Parece que la tendencia de los tiempos que corren (¿o tal vez vuelan ) está marcada por la moda o, si me apuran, por la copia. Vamos, lo que se lleva ahora.

¿Que aparece la moda del tatuaje? Pues vamos al "tatoo", para seguir estando a la moda. A lo inglés, que es lo que mola actualmente, habida cuenta de que si hasta ahora se decía que un analfabeto era aquel que no sabía leer ni escribir, hoy día lo es el que no sabe manejar un ordenador y, si añadimos aquel que no sabe ni practica el inglés, ¡para qué te cuento! Y ya no hablemos del que no sabe entenderse entre los móviles, o relojes inteligentes.

Por otro lado, se da la circunstancia curiosa de que antes, cuando uno se jubilaba, terminaba, para distracción y ocupación de horas libres (que son casi todas) a contemplar las obras en marcha.

Esto ha cambiado un poco. La distracción ¡porque los tiempos lo trae! es pelearse con el manejo de los móviles. Al final resulta que tienes que acudir al nieto, que en un plis-plas te lo pone todo al orden. Se dice que los niños que ahora vienen al mundo vienen aprendidos –y se está demostrando por esto último que apunto- ya que no hay aparato que se les resista y, además, ¡en menos que canta un gallo! Y por aquello de seguir la moda o la copia… ¿Que el vecino ha puesto una mascota en su vida ¡Pues el chachi, también! Se dice que en la capital hay censados al menos unos cinco mil perros (muchos me parecen). A dos deposiciones por día… ¡Vayan multiplicando! Por cierto, tocando este tema. Los hay -afortunadamente la mayoría- que recogen lo que sus mascotas van depositando en las calles. Es lo correcto. Pero hay un aspecto que habrá que tenerse muy en cuenta: el perro también micciona, y eso no se recoge, lo que haría pensar en la necesidad higiénica de invitar (como ya hace alguno) a que el propietario llevase una botellita "ad hoc", con algún líquido desinfectante.

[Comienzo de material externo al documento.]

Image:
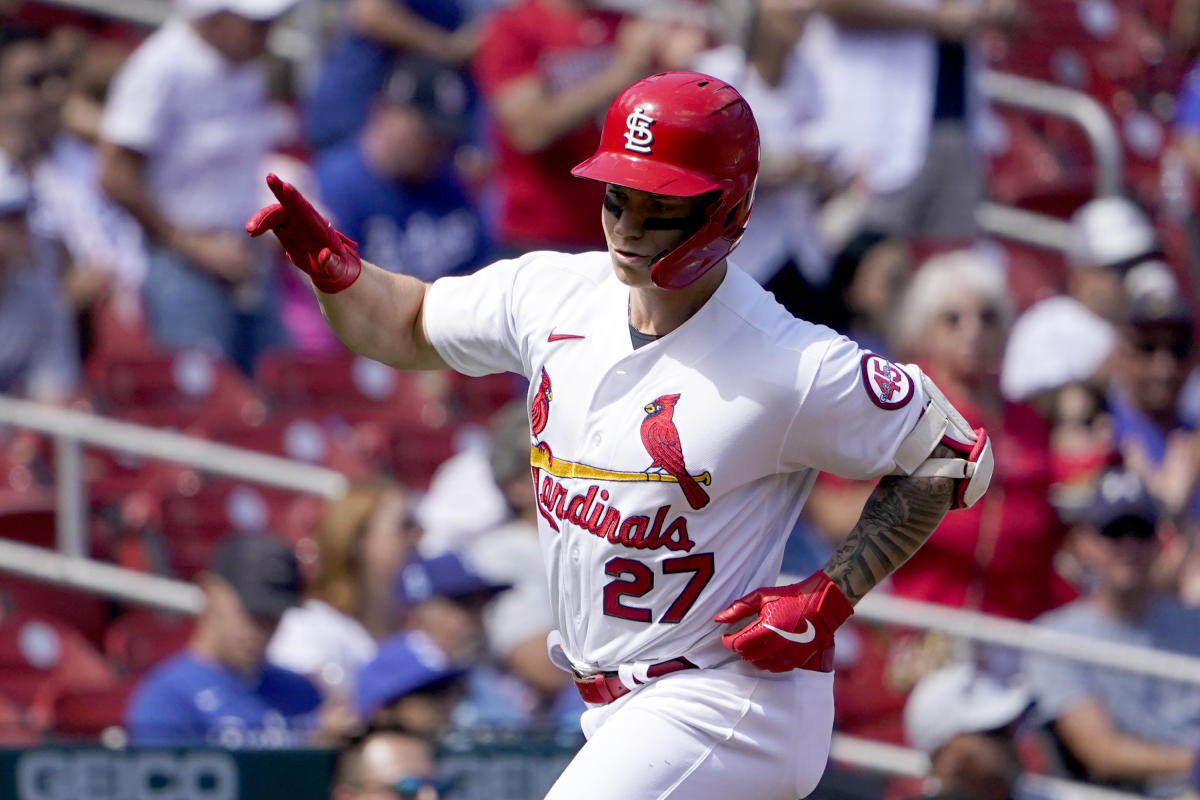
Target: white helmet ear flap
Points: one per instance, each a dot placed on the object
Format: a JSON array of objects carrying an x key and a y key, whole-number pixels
[{"x": 941, "y": 423}]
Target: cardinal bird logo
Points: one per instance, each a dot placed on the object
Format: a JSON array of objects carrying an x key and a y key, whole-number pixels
[
  {"x": 539, "y": 413},
  {"x": 661, "y": 440}
]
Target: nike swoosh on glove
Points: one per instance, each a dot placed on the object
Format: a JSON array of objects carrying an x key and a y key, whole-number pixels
[
  {"x": 795, "y": 624},
  {"x": 325, "y": 254}
]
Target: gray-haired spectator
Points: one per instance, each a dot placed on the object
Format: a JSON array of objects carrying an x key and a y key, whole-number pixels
[
  {"x": 221, "y": 691},
  {"x": 900, "y": 77},
  {"x": 409, "y": 685},
  {"x": 389, "y": 764},
  {"x": 1120, "y": 728},
  {"x": 1108, "y": 236},
  {"x": 394, "y": 187},
  {"x": 373, "y": 35},
  {"x": 185, "y": 132},
  {"x": 781, "y": 248},
  {"x": 999, "y": 555}
]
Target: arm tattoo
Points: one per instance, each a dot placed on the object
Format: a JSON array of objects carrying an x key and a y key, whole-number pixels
[{"x": 897, "y": 519}]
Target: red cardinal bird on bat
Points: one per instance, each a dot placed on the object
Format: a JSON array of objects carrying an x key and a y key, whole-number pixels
[
  {"x": 661, "y": 440},
  {"x": 539, "y": 413}
]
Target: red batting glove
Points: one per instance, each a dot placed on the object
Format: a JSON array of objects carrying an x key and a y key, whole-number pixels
[
  {"x": 793, "y": 624},
  {"x": 327, "y": 256}
]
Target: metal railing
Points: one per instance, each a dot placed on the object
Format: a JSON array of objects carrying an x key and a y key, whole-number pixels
[
  {"x": 893, "y": 759},
  {"x": 1048, "y": 98},
  {"x": 71, "y": 429}
]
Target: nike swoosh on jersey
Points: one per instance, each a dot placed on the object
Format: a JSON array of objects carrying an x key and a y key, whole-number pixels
[{"x": 803, "y": 637}]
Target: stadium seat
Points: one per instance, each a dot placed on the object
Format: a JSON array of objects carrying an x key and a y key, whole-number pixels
[
  {"x": 1024, "y": 163},
  {"x": 198, "y": 384},
  {"x": 81, "y": 715},
  {"x": 142, "y": 637},
  {"x": 475, "y": 400},
  {"x": 349, "y": 384},
  {"x": 40, "y": 657},
  {"x": 193, "y": 524}
]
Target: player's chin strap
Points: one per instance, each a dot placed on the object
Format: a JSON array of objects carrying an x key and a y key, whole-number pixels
[{"x": 941, "y": 423}]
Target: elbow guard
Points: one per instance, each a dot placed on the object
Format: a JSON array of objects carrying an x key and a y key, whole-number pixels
[{"x": 940, "y": 423}]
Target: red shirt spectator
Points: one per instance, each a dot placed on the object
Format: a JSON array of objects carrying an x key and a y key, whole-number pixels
[{"x": 997, "y": 555}]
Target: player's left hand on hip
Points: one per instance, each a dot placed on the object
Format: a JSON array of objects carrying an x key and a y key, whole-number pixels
[{"x": 793, "y": 624}]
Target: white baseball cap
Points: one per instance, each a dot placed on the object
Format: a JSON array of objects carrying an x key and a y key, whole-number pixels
[
  {"x": 1110, "y": 232},
  {"x": 256, "y": 10},
  {"x": 959, "y": 699},
  {"x": 15, "y": 192}
]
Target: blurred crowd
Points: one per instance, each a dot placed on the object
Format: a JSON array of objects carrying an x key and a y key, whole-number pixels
[{"x": 439, "y": 136}]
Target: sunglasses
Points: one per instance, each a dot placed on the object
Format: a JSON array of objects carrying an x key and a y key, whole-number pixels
[
  {"x": 37, "y": 78},
  {"x": 1179, "y": 348},
  {"x": 987, "y": 317},
  {"x": 411, "y": 787}
]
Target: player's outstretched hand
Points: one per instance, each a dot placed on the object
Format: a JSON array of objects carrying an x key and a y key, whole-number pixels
[
  {"x": 793, "y": 624},
  {"x": 310, "y": 241}
]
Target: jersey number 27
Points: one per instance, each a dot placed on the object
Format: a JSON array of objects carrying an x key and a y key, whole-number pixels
[{"x": 636, "y": 579}]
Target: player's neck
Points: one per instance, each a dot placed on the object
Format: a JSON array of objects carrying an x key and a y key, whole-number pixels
[{"x": 658, "y": 312}]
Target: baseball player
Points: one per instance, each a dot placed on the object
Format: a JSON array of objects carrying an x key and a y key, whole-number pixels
[{"x": 681, "y": 417}]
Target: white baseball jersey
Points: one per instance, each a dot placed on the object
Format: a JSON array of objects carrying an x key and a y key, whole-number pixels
[{"x": 667, "y": 476}]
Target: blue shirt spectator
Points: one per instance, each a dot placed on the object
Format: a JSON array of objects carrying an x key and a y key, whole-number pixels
[
  {"x": 221, "y": 691},
  {"x": 394, "y": 188},
  {"x": 359, "y": 62},
  {"x": 189, "y": 701}
]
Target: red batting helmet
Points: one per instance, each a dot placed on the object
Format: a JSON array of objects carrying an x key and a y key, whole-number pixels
[{"x": 683, "y": 134}]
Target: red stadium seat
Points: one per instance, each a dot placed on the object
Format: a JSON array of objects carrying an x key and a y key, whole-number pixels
[
  {"x": 141, "y": 638},
  {"x": 16, "y": 731},
  {"x": 83, "y": 714},
  {"x": 85, "y": 613},
  {"x": 477, "y": 400},
  {"x": 193, "y": 524}
]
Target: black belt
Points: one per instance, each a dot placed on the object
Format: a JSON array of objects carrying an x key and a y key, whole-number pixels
[{"x": 607, "y": 686}]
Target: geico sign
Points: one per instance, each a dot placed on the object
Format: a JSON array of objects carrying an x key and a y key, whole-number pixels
[{"x": 99, "y": 775}]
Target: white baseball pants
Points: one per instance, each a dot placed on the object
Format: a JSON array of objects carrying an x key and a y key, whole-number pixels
[{"x": 706, "y": 734}]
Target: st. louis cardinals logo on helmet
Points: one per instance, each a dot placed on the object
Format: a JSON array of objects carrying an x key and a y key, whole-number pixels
[
  {"x": 683, "y": 134},
  {"x": 592, "y": 506},
  {"x": 661, "y": 440}
]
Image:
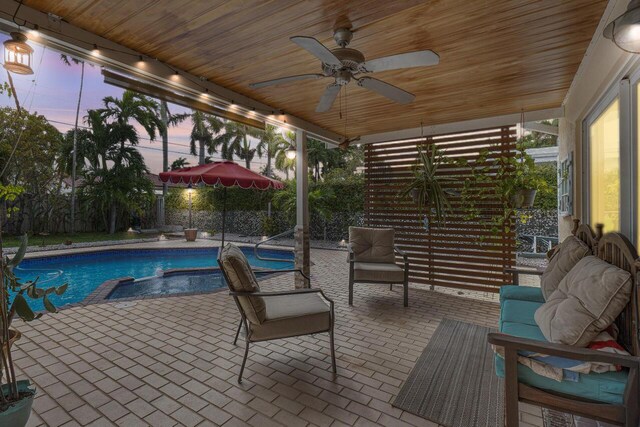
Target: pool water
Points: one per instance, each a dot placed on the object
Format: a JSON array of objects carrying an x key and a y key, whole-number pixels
[
  {"x": 170, "y": 285},
  {"x": 85, "y": 272}
]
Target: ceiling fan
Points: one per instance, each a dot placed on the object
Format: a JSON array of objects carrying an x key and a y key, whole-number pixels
[{"x": 344, "y": 64}]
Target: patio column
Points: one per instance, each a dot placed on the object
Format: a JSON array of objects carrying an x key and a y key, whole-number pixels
[{"x": 302, "y": 254}]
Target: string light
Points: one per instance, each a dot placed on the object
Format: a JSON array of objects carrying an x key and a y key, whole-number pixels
[
  {"x": 18, "y": 54},
  {"x": 96, "y": 49}
]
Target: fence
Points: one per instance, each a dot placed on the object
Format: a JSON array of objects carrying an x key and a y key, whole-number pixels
[{"x": 460, "y": 253}]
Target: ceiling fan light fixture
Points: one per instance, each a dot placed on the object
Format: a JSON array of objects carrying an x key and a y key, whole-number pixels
[
  {"x": 624, "y": 31},
  {"x": 18, "y": 54}
]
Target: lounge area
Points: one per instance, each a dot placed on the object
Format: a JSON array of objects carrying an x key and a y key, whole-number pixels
[
  {"x": 172, "y": 361},
  {"x": 320, "y": 213}
]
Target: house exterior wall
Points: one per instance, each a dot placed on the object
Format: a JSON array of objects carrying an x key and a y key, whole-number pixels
[{"x": 603, "y": 66}]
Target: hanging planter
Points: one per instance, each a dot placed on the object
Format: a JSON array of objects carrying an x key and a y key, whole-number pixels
[
  {"x": 524, "y": 199},
  {"x": 425, "y": 188}
]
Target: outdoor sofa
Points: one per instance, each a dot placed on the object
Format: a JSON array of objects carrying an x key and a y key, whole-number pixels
[{"x": 610, "y": 396}]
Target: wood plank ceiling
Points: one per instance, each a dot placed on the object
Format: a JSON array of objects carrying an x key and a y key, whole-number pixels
[{"x": 496, "y": 56}]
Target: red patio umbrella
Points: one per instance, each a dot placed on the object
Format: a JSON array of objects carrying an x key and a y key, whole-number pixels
[{"x": 225, "y": 174}]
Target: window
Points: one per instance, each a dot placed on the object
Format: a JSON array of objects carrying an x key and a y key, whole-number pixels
[{"x": 604, "y": 170}]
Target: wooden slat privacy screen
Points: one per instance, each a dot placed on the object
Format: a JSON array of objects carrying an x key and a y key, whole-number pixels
[{"x": 459, "y": 253}]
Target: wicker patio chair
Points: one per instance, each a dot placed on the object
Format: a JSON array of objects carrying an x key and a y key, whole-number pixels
[
  {"x": 372, "y": 259},
  {"x": 268, "y": 316}
]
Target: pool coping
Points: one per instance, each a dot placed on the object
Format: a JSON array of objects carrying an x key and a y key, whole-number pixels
[
  {"x": 101, "y": 294},
  {"x": 133, "y": 247}
]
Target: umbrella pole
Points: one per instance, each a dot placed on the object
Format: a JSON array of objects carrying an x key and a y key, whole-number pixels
[{"x": 224, "y": 213}]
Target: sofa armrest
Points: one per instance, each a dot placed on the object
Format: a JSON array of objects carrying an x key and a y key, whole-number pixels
[
  {"x": 350, "y": 255},
  {"x": 517, "y": 271},
  {"x": 512, "y": 343}
]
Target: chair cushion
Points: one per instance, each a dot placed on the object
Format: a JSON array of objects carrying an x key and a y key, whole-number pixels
[
  {"x": 519, "y": 312},
  {"x": 567, "y": 255},
  {"x": 586, "y": 302},
  {"x": 372, "y": 244},
  {"x": 292, "y": 315},
  {"x": 607, "y": 387},
  {"x": 522, "y": 293},
  {"x": 242, "y": 279},
  {"x": 377, "y": 272}
]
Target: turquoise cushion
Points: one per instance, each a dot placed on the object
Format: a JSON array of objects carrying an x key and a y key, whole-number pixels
[
  {"x": 516, "y": 311},
  {"x": 607, "y": 387},
  {"x": 522, "y": 293}
]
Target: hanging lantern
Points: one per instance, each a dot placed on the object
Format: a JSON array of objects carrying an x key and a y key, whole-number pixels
[
  {"x": 18, "y": 54},
  {"x": 291, "y": 152},
  {"x": 625, "y": 29}
]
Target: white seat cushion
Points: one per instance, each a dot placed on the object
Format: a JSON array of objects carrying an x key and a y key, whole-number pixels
[
  {"x": 586, "y": 302},
  {"x": 570, "y": 251},
  {"x": 293, "y": 315},
  {"x": 378, "y": 272}
]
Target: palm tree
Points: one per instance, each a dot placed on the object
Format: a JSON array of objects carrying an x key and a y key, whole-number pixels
[
  {"x": 235, "y": 140},
  {"x": 133, "y": 107},
  {"x": 282, "y": 162},
  {"x": 318, "y": 154},
  {"x": 204, "y": 130},
  {"x": 114, "y": 176},
  {"x": 118, "y": 113},
  {"x": 66, "y": 60},
  {"x": 168, "y": 120},
  {"x": 271, "y": 142},
  {"x": 179, "y": 163}
]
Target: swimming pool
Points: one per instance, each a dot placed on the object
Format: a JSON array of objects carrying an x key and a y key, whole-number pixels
[{"x": 85, "y": 272}]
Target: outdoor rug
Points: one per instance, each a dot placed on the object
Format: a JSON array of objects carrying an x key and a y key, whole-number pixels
[{"x": 453, "y": 382}]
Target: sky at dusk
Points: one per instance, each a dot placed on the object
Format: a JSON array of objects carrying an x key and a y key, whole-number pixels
[{"x": 52, "y": 91}]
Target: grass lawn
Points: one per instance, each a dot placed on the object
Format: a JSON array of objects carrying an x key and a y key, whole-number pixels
[{"x": 56, "y": 239}]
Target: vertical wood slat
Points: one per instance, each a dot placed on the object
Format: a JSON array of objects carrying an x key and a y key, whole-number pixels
[{"x": 463, "y": 253}]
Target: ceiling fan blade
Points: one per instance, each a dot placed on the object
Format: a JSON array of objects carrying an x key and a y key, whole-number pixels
[
  {"x": 317, "y": 49},
  {"x": 385, "y": 89},
  {"x": 421, "y": 58},
  {"x": 328, "y": 97},
  {"x": 285, "y": 80}
]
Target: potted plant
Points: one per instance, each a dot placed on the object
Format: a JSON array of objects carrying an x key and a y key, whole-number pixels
[
  {"x": 521, "y": 181},
  {"x": 425, "y": 187},
  {"x": 16, "y": 396}
]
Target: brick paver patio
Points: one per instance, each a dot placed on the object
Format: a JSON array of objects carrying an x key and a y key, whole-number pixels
[{"x": 170, "y": 361}]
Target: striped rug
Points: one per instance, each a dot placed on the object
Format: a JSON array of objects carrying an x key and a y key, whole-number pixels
[{"x": 453, "y": 382}]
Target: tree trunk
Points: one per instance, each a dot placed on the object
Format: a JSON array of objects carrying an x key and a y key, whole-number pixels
[
  {"x": 165, "y": 142},
  {"x": 165, "y": 156},
  {"x": 201, "y": 153},
  {"x": 113, "y": 215},
  {"x": 268, "y": 163},
  {"x": 74, "y": 157}
]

Mis saludos al amigo Ramos, uno de nuestros queridos danzantes de Huesca (que suele seguirme en los escritos que aquí plasmo) al que comenté que sigo en la brecha, aunque no todos los días. Me gusta teclear de vez en cuando y dejar estas letras en el Diario del Altoaragón, mi antigua y admirada casa profesional. Ahora, desde otra atalaya, sigo a mis colegas.

De vez en cuando es bueno tomarse un respiro, cambiar de aires, y más en época vacacional. Pero esta ha terminado y hay que ponerse las pilas.